With all my talk of doing things in a scalable way comes a requirement, and that is that we actually accomplish this stuff in practice at Stack Exchange. We have been making a lot of progress in this area. George has been refining and expanding our deployment process. He improved our Windows deployment to include most of the software we use and has made it so kickstart for CentOS/Linux installs are integrated into our deployment as well.
Scaling your ability to manage your environment in my mind means doing more with less. I find I really only have to ask myself one question to quickly gauge if we are doing it right or not.
Do I have to repeat steps to do this task on multiple servers?
I like this question because it is more specific than “Is it automated?” while still implying automation. It is akin to the DRY rule in programming: “Don’t repeat yourself.”
When it comes to our environment, here is where we are at. For this I will ignore some details — for instance, we log into servers to kick off a PXE install and then just let it go — I consider that a Yes to “No repetition required” since it is only one or two steps and we don’t really deploy more than a server at a time. We don’t want to automate to the point over engineering beyond the projected size of our environment.
Task | No repetition required | Solution or Proposed Solution |
---|---|---|
Windows OS Deployment | Yes | Microsoft Deployment Toolkit with LiteTouch |
Linux OS Deployment | Yes | WDS which redirects to PXELinux and Kickstart |
Windows OS Updates | Yes | Windows Update Services |
Linux OS Updates | No | Kick them off with Cron or Puppet? Spacewalk? |
Windows Firmware Updates | No | Exploring what Dell has to offer that might tie into System Center |
Linux Firmware Updates | No | Run binaries with Puppet? (kind of scary) |
Windows Software Deployment and Updates | No1 | Microsoft System Center |
Linux Software Deployment Updates | Yes | Puppet† |
Windows Configuration Management | No (with the exception of IIS and web related configs) | Microsoft System Center |
Linux Configuration Management | Yes | Puppet† |
Automated Deployment of Monitoring and Backup Configuration | No | No ideas at this point |
1We do have some software that can be deployed via GPO, and LiteTouch deploys a lot of stack on the web servers during deployment. But future software updates and software that doesn’t lend itself to GPO is manual.
† I am currently in the middle of rolling out puppet so it is partially deployed on some of our Linux servers
The big picture of all of this is deployment as phase 1 and maintenance as phase 2 for both Windows and Linux. Also, ideally these phases connect to each other seamlessly.
One of our main goals is to change all of the above “No” to “Yes” over the next few months and then refine each step. For the most point we have deployment taken care of for both Windows and Linux. As far as maintenance goes, I believe as I progress in rolling out Puppet that will solve the vast majority of our Linux needs. How we will manage our firmware is still an unknown. As far as Window maintenance goes we are going to start exploring System Center soon and hope that it can meet our needs.

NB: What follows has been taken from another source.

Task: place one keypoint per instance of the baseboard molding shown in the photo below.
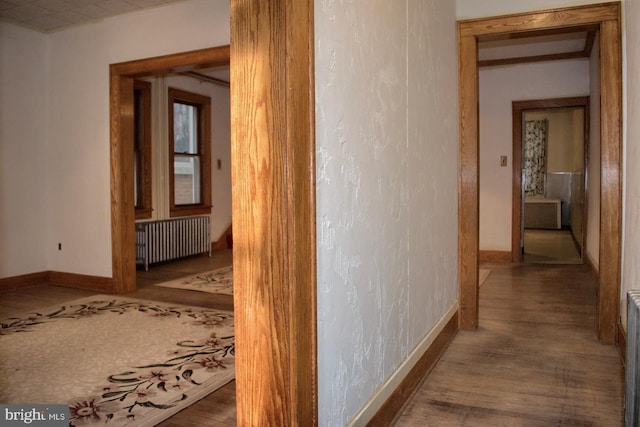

What I really think all of this will buy us is consistency, recoverability, and most importantly — time. By having all of this centrally managed it will make our servers more consitent with each other — and make them effectively drones. By having these processes automated we will be able to recover fast and replace servers easily. Lastly, and most importantly it buys time. By making our management faster and more agile, George and I can focus on rapidly deploying improvements to our environment instead of just maintaining it. By having less friction to deploying changes to our infrastructure I believe more possibilities for improvement will start emerge.